Table 1 Performance evaluation of the ITR Algorithm, Gopalan et al. algorithm33, and the Hybrid Algorithm. The number presented the running time in seconds and the error rates of each of the algorithms for each of the experiments.

We also study the running time of our algorithms on simulated data designed to resemble the near-future synthesis technologies in Experiment D. In this test, we assess 10,000 clusters, generated from random DNA sequences of length \(n=300\). In this scenario, the simulated error probabilities are set to be \(p_d=p_s=p_i=0.05\). Since we also wanted to compare our results on these clusters with the results of the Trellis BMA algorithm39, we had to restrict the cluster size to be \(t=10\) (to ensure acceptable running time), meaning each cluster in this simulation includes 10 traces. Given this cluster size, the hybrid algorithm cannot significantly enhance the running time of the ITR algorithm. Therefore, in this evaluation, we compare the ITR algorithm, the Trellis BMA algorithm39, and the BMA Lookahead algorithm33. We observe that the ITR shows the higher success rate and the lower error rate compared to the tested algorithms. Additionally, the second best algorithm in terms of accuracy is the Trellis BMA39 that shows running time which is more than ten times higher compared to the ITR algorithm. It should be noted that during the listed running time of 864,000 seconds, the Trellis BMA39 was not able to reconstruct the entire set of 10,000 clusters, but only a fraction of the first 1,000 clusters. Thus, the actual running time of this algorithm is much higher than listed in the table. The success rate of the BMA Lookahead algorithm33 is the lowest among the tested algorithm, and thus we believe it might not be applicable to the near-future technologies. The results of this experiment are summarized in Table 2.

Table 2 Performance evaluation of the ITR Algorithm, Gopalan et al. algorithm33, and the Trellis BMA Algorithm39. The number presented the running time in seconds and the error rates of each of the algorithms for each of the experiments.

Conclusions and discussion

We presented in this paper several new algorithms for the DNA reconstruction problem. While most of the previously published algorithms either use a symbol-wise majority approaches or have a prior-knowledge of the error rates, our algorithms look globally on the entire sequence of the traces, and use the LCS or SCS of a given set of traces.
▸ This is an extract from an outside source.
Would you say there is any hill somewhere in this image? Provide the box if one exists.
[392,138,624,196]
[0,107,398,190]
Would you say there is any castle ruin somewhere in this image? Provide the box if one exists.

Our algorithms are designed to specifically support DNA storage systems and to reduce the edit error rate of the reconstructed sequences. According to our tests on simulated data and on data from DNA storage experiments, we found out that our algorithms significantly improved the accuracy compared to the previously published algorithms. While the ITR algorithm’s running time is longer than that of previously published algorithms12,33, it still stands as a significantly more efficient choice than the Trellis BMA algorithm39. Furthermore, the ITR algorithm demonstrates substantial accuracy improvements, especially in datasets featuring high error rates, smaller clusters, and longer sequences. Nevertheless, for the broader application of DNA storage systems, future research should focus on reducing latency in synthesis, sequencing, clustering, and reconstruction processes. Additionally, this future research should also consider optimizing the ITR algorithm’s running time through parallelization of its steps.